Und jetzt kommen endlich Gorbatschow und die Weltpolitik ins Spiel. Denn Mauereidechsen benötigen, das erkennt auch der Laie, Mauern, um artgerecht leben zu können. Da wäre die Mauer in Berlin mit ihrer Länge von rund 160 Kilometern das ideale Habitat gewesen. Zumal sie eine wichtige Voraussetzung erfüllt hätte: Es dürfen dort noch keine Mauereidechsen leben (dort waren bekanntlich nur Mauerspechte). Und auch keine um Futter konkurrierenden Zauneidechsen, denn die brauchen keine Mauern, sondern Zäune. Aber die Mauer ist weg – dank Gorbatschow. Erkennen Sie jetzt den Zusammenhang? Und Zauneidechsen benötigen, wie gesagt, Zäune, und die sind – in Form des 1400 km langen Grenzzauns zwischen der DDR und der „BRD“, ebenfalls verschwunden.

Zwischendurch platzte noch eine kleine Bombe, ein Bömble wie man im Schwäbischen sagt: Als ob wir uns mit den Flüchtlingen nicht schon genug Probleme aufgeladen hätten, stellte sich jetzt heraus: Ein Teil der Mauereidechsen sind gar keine einheimischen Reptilien, sondern mit Güterzügen aus Italien (ausgerechnet!) nach Stuttgart gelangt.

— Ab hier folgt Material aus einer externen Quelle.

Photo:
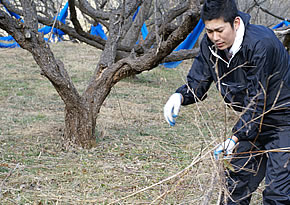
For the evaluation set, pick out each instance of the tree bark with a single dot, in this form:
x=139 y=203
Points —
x=80 y=126
x=117 y=61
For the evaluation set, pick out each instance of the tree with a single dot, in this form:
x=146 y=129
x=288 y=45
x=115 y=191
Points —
x=121 y=56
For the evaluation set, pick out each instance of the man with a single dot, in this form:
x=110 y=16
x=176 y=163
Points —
x=251 y=70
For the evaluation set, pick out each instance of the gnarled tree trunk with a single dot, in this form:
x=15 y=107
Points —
x=121 y=56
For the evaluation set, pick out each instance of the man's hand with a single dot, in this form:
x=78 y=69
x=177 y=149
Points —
x=227 y=147
x=172 y=107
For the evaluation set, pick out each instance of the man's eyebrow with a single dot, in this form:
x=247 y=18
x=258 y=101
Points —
x=215 y=29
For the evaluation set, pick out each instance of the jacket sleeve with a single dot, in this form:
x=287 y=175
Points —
x=198 y=81
x=258 y=75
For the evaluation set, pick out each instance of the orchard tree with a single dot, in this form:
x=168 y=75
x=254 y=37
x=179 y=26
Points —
x=169 y=24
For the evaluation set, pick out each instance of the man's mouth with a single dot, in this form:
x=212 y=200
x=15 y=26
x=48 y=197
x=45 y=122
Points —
x=219 y=44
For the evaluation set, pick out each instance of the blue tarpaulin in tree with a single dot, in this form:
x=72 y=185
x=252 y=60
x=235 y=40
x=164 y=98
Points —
x=188 y=43
x=9 y=42
x=98 y=31
x=283 y=23
x=144 y=30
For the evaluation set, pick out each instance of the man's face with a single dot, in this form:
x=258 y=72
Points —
x=221 y=33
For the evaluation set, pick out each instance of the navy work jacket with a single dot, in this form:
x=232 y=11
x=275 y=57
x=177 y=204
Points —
x=255 y=81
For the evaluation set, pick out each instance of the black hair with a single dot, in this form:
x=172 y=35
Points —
x=215 y=9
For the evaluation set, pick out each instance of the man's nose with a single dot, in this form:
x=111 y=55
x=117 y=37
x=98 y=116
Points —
x=215 y=36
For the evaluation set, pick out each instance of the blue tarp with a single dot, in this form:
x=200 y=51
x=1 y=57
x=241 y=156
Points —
x=144 y=30
x=98 y=31
x=283 y=23
x=188 y=43
x=9 y=42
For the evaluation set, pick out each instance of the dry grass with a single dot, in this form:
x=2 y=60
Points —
x=137 y=149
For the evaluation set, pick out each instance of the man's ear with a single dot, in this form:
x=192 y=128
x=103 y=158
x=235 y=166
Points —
x=237 y=22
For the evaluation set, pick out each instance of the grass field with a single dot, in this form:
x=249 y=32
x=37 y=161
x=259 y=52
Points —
x=138 y=160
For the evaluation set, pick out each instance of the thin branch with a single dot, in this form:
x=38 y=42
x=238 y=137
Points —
x=268 y=12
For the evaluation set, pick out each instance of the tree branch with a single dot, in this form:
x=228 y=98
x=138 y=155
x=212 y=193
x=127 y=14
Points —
x=268 y=12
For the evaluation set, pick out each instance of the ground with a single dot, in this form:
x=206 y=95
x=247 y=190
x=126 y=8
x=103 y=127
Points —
x=136 y=147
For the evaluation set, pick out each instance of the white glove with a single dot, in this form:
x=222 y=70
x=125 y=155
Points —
x=227 y=147
x=172 y=107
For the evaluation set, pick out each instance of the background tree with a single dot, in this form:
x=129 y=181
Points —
x=121 y=56
x=169 y=22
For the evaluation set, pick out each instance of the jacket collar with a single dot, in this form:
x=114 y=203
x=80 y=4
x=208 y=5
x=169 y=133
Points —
x=239 y=38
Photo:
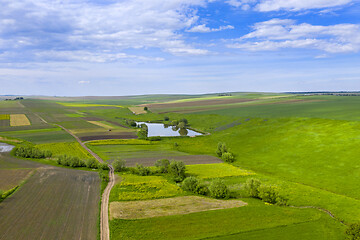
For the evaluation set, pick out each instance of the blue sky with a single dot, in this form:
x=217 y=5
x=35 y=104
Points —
x=126 y=47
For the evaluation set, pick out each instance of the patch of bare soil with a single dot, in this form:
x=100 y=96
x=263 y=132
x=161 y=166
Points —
x=187 y=159
x=169 y=206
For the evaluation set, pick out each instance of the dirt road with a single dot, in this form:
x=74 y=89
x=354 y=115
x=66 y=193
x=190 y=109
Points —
x=104 y=219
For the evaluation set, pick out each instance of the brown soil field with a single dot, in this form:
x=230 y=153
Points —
x=188 y=160
x=54 y=203
x=217 y=107
x=169 y=206
x=10 y=178
x=198 y=103
x=125 y=135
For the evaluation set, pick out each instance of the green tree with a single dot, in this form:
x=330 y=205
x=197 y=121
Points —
x=218 y=189
x=177 y=170
x=353 y=231
x=119 y=165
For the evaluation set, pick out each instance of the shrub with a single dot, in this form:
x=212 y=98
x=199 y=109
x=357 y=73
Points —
x=103 y=166
x=91 y=163
x=221 y=149
x=190 y=184
x=228 y=157
x=177 y=171
x=119 y=165
x=268 y=193
x=252 y=187
x=141 y=170
x=218 y=189
x=353 y=231
x=162 y=165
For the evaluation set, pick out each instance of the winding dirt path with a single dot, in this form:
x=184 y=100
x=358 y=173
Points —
x=104 y=215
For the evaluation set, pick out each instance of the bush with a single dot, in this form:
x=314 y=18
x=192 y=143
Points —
x=162 y=165
x=218 y=189
x=119 y=165
x=268 y=193
x=103 y=166
x=91 y=163
x=252 y=187
x=141 y=170
x=177 y=171
x=353 y=231
x=190 y=184
x=221 y=149
x=228 y=157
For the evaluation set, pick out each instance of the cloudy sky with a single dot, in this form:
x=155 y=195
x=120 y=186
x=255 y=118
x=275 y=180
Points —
x=125 y=47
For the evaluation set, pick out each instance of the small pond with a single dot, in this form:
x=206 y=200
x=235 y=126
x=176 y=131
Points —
x=162 y=130
x=6 y=147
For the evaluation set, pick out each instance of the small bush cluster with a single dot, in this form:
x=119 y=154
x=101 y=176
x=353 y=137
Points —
x=267 y=193
x=223 y=152
x=32 y=152
x=193 y=184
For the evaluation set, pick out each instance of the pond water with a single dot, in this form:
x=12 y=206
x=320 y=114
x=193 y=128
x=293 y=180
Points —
x=6 y=147
x=162 y=130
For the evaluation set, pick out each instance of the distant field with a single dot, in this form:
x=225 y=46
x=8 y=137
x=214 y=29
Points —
x=53 y=204
x=217 y=170
x=137 y=110
x=133 y=187
x=19 y=120
x=255 y=217
x=68 y=148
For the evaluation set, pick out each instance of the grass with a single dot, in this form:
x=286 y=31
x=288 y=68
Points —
x=4 y=116
x=133 y=187
x=254 y=217
x=19 y=120
x=68 y=148
x=217 y=170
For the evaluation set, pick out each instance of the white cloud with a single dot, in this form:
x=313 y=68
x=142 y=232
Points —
x=204 y=29
x=285 y=33
x=90 y=27
x=84 y=82
x=297 y=5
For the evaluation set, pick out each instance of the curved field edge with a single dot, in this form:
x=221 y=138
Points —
x=256 y=216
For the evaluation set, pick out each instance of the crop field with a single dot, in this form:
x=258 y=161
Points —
x=218 y=170
x=68 y=148
x=254 y=217
x=137 y=110
x=40 y=135
x=186 y=159
x=128 y=151
x=10 y=178
x=169 y=206
x=53 y=204
x=19 y=120
x=133 y=187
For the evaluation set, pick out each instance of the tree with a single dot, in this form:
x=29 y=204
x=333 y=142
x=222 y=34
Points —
x=353 y=231
x=218 y=189
x=228 y=157
x=162 y=165
x=119 y=165
x=177 y=170
x=252 y=187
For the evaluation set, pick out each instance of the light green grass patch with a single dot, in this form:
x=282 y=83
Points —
x=4 y=116
x=133 y=187
x=216 y=170
x=68 y=148
x=119 y=142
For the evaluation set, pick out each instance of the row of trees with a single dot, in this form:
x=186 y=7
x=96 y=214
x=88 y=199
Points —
x=32 y=152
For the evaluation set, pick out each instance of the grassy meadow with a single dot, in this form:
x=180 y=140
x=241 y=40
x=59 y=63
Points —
x=305 y=146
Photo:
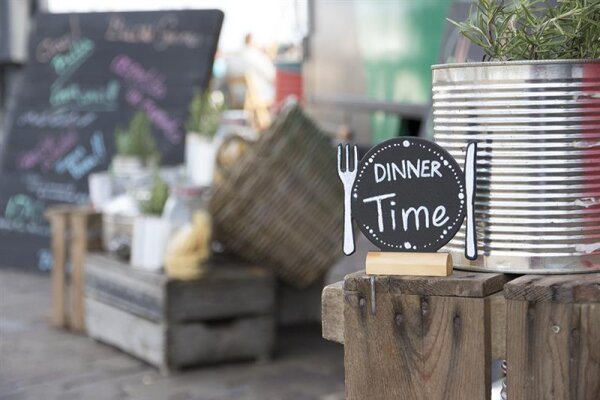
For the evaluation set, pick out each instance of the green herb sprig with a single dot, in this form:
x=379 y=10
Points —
x=137 y=139
x=204 y=114
x=534 y=29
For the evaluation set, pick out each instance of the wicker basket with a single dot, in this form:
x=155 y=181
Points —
x=281 y=203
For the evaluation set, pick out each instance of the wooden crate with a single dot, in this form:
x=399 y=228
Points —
x=228 y=314
x=434 y=338
x=75 y=230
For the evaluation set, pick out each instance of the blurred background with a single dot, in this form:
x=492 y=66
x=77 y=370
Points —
x=170 y=209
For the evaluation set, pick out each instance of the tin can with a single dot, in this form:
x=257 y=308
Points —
x=537 y=125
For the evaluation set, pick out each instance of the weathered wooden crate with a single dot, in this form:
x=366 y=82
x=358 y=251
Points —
x=228 y=314
x=75 y=230
x=434 y=337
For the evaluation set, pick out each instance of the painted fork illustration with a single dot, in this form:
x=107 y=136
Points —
x=347 y=174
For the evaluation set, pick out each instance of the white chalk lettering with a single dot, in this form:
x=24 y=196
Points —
x=439 y=217
x=406 y=169
x=379 y=199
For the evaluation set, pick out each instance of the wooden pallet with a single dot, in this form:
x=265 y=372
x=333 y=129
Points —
x=228 y=314
x=75 y=230
x=434 y=337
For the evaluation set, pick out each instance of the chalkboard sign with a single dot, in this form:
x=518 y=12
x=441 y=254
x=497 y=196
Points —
x=87 y=74
x=409 y=195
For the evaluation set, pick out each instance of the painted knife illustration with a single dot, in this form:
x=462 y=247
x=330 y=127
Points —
x=347 y=174
x=471 y=183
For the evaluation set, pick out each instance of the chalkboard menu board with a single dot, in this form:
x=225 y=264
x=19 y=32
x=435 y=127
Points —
x=86 y=74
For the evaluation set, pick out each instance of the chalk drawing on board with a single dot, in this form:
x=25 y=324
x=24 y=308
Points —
x=409 y=194
x=471 y=185
x=347 y=174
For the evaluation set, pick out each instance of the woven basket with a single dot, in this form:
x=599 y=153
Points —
x=281 y=203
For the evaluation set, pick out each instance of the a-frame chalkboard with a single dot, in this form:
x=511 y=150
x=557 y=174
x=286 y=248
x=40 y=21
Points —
x=86 y=74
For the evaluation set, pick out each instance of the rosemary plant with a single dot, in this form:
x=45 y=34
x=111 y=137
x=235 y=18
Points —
x=534 y=29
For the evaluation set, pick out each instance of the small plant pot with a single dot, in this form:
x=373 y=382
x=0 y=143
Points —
x=150 y=236
x=538 y=161
x=200 y=155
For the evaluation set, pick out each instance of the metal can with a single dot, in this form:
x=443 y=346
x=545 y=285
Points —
x=537 y=125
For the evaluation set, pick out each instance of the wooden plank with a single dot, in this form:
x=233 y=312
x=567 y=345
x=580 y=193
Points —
x=211 y=342
x=553 y=351
x=58 y=226
x=332 y=312
x=574 y=288
x=79 y=241
x=498 y=325
x=115 y=283
x=228 y=289
x=412 y=264
x=411 y=346
x=459 y=284
x=137 y=336
x=180 y=345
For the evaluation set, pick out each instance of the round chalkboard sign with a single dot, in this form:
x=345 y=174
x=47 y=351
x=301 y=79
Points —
x=409 y=195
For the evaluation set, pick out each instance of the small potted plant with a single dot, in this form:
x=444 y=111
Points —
x=202 y=125
x=136 y=147
x=150 y=230
x=533 y=107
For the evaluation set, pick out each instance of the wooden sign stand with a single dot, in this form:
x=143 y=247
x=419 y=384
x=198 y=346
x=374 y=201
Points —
x=417 y=264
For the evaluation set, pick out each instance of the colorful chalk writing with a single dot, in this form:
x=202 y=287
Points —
x=59 y=192
x=56 y=119
x=145 y=80
x=24 y=213
x=79 y=162
x=49 y=47
x=48 y=150
x=65 y=64
x=161 y=35
x=100 y=98
x=23 y=208
x=86 y=74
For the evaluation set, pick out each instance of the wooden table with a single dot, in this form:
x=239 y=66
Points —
x=227 y=314
x=75 y=230
x=434 y=337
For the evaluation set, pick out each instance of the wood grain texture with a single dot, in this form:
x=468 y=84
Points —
x=170 y=346
x=79 y=243
x=58 y=226
x=415 y=264
x=498 y=325
x=206 y=342
x=459 y=284
x=415 y=346
x=228 y=289
x=553 y=351
x=137 y=336
x=332 y=312
x=574 y=288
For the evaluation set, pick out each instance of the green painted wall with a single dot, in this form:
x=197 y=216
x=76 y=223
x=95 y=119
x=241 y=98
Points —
x=399 y=40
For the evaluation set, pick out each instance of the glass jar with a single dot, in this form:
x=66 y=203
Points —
x=183 y=203
x=190 y=232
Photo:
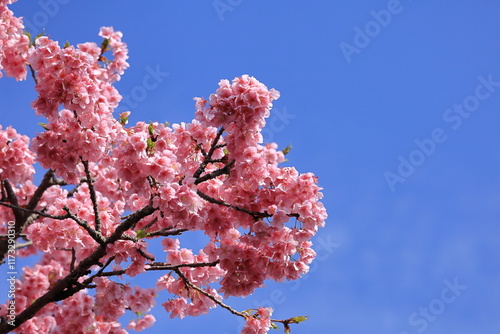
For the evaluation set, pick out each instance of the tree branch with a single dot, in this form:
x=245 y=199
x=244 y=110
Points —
x=93 y=196
x=69 y=285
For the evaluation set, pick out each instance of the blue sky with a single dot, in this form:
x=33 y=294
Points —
x=393 y=104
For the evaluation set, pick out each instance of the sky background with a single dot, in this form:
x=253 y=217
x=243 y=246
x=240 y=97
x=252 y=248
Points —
x=412 y=240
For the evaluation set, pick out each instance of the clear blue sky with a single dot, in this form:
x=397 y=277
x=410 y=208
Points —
x=394 y=105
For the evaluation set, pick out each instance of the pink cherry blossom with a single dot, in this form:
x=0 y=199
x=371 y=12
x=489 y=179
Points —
x=116 y=199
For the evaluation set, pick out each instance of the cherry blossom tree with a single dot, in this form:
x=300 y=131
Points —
x=111 y=188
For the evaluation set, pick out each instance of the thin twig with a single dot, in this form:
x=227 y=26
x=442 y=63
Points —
x=208 y=295
x=93 y=196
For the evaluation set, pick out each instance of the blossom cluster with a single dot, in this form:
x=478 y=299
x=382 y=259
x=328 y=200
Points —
x=88 y=217
x=13 y=43
x=77 y=80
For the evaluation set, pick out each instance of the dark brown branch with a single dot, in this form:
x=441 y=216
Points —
x=167 y=231
x=96 y=235
x=255 y=215
x=208 y=295
x=93 y=196
x=156 y=266
x=215 y=173
x=208 y=156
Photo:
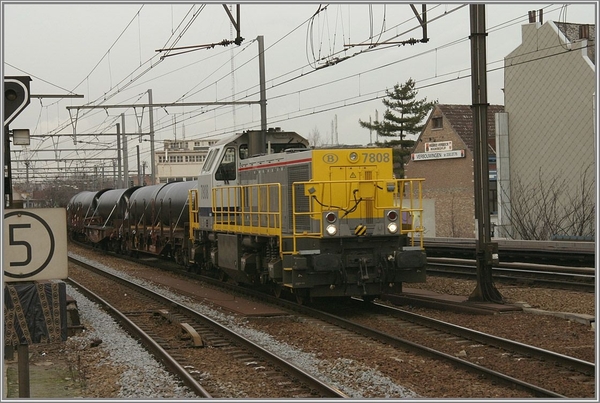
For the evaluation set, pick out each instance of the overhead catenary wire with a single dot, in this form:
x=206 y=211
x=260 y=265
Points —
x=326 y=107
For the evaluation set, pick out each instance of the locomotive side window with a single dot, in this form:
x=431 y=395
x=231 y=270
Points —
x=243 y=151
x=209 y=160
x=227 y=168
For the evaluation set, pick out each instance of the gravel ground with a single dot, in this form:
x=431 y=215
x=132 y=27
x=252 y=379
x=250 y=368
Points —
x=127 y=371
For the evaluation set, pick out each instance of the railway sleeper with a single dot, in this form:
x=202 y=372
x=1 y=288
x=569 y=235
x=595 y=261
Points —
x=188 y=332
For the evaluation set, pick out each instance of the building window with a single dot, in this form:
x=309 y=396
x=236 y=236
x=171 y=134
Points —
x=493 y=197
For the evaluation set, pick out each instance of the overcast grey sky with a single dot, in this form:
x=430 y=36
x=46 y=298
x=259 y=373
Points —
x=108 y=54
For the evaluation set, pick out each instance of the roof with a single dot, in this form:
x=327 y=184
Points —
x=461 y=119
x=573 y=32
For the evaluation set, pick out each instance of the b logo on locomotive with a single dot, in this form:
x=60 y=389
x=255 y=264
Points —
x=330 y=158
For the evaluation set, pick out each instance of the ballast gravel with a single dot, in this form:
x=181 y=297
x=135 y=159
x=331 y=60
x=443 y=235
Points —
x=143 y=377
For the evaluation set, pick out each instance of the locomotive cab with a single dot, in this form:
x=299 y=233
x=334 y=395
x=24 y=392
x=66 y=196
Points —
x=316 y=222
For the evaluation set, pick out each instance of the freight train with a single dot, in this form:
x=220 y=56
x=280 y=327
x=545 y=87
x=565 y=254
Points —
x=268 y=210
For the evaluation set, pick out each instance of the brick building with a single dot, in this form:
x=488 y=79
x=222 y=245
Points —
x=443 y=155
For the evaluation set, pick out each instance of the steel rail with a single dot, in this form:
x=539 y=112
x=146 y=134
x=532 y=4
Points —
x=154 y=348
x=303 y=376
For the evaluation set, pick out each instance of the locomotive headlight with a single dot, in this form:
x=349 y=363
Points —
x=330 y=217
x=392 y=215
x=331 y=230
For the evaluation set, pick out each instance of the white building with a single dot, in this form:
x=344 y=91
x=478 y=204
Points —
x=181 y=160
x=546 y=149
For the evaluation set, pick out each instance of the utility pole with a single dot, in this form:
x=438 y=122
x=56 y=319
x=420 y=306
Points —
x=486 y=251
x=263 y=92
x=125 y=152
x=151 y=115
x=139 y=172
x=119 y=177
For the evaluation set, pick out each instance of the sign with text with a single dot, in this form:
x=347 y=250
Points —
x=35 y=244
x=438 y=146
x=437 y=155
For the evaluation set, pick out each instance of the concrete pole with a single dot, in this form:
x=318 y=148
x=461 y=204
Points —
x=125 y=152
x=152 y=162
x=119 y=177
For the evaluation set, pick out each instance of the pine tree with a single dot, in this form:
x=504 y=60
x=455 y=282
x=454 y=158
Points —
x=404 y=116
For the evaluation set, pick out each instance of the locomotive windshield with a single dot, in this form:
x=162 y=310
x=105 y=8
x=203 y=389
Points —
x=209 y=160
x=227 y=168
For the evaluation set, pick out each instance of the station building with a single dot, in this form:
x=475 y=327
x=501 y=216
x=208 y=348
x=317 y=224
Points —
x=443 y=155
x=181 y=160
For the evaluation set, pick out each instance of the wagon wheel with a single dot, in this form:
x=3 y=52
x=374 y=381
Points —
x=369 y=298
x=178 y=256
x=302 y=297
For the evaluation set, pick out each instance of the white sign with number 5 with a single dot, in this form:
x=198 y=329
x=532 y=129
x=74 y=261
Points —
x=35 y=244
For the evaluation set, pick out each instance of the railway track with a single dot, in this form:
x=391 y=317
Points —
x=539 y=371
x=183 y=340
x=570 y=368
x=550 y=367
x=544 y=275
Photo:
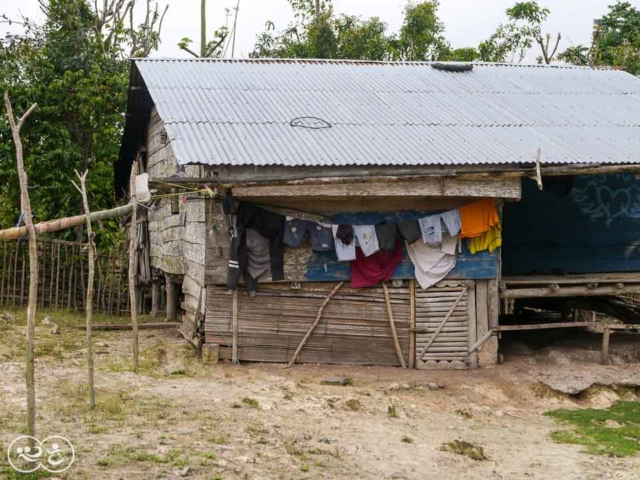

Doch jetzt zeigte sich wieder einmal, was die EU wert ist: „Sowohl einheimische als auch zugewanderte Mauereidechsen unterfallen dem Artenschutz.“

Und dann gibt es noch ein weiteres Problem wegen der Winterschlafperiode. Nein, nicht der beteiligten Behörden, sondern der Mauer- und Zauneidechsen. Vor Ende der Winterschlafperiode der Reptilien im April (2017), so heißt es in dem Bericht der Stuttgarter Nachrichten, kann keine Umsiedlung mehr beginnen. Was das für S 21 bedeutet, bedarf wohl keiner weiteren Erläuterung.

Die Grünen haben sich ja nie mit Stuttgart 21 abfinden können, obwohl „Kretsche“ jetzt als Ministerpräsident von Ba-Wü gute Miene zum bösen Spiel machen muss. Aber erinnern Sie sich: Am 12. September 1985 war Joseph Martin Fischer Umweltminister in Hessen geworden. Was seinerzeit noch niemand erkannt hatte: Das war ein strategisch genialer Schachzug gegen Stuttgart 21, dessen Vorplanungen ja bis in die 70er Jahre zurückreichen. Den führenden Grünen war damals schon klar, dass man tierische Unterstützung gegen solche Mega-Projekte benötigt, wobei es im Gegensatz zur Politik auf die Größe der Tiere nicht ankommt. Es bedarf sicher noch intensiver historischer Forschung, um die genauen Zusammenhänge zu klären. Und einiges wird vielleicht für immer im Dunkeln bleiben. Doch vieles deutet darauf hin, dass die Grünen schon früh auf Gorbatschow und den Mauerfall gesetzt haben, um die Bataillone von Mauer- und Zauneidechsen gegen Stuttgart 21 in Stellung zu bringen und dann zu gegebener Zeit ausrücken zu lassen.

Das klingt Ihnen zu sehr nach Verschwörungstheorie? Zugegeben, an dem Einwand ist was dran. Aber Vorsicht! Wer hätte denn gedacht, dass der West-Berliner Polizist Karl-Heinz Kurras, der am 2. Juni 1967 während des Schah-Besuchs den Studenten Benno Ohnesorg erschossen hat, inoffizieller Mitarbeiter des DDR-Ministeriums für Staatssicherheit war? Was erst 42 Jahre nach der Tat bekannt wurde. Also sind wir mal gespannt, was 2058 über die Verbindung der Reptilien im Kampf gegen „Stuttgart 21“ ans Tageslicht kommt. Ich werde das nicht mehr erleben. Sie vielleicht.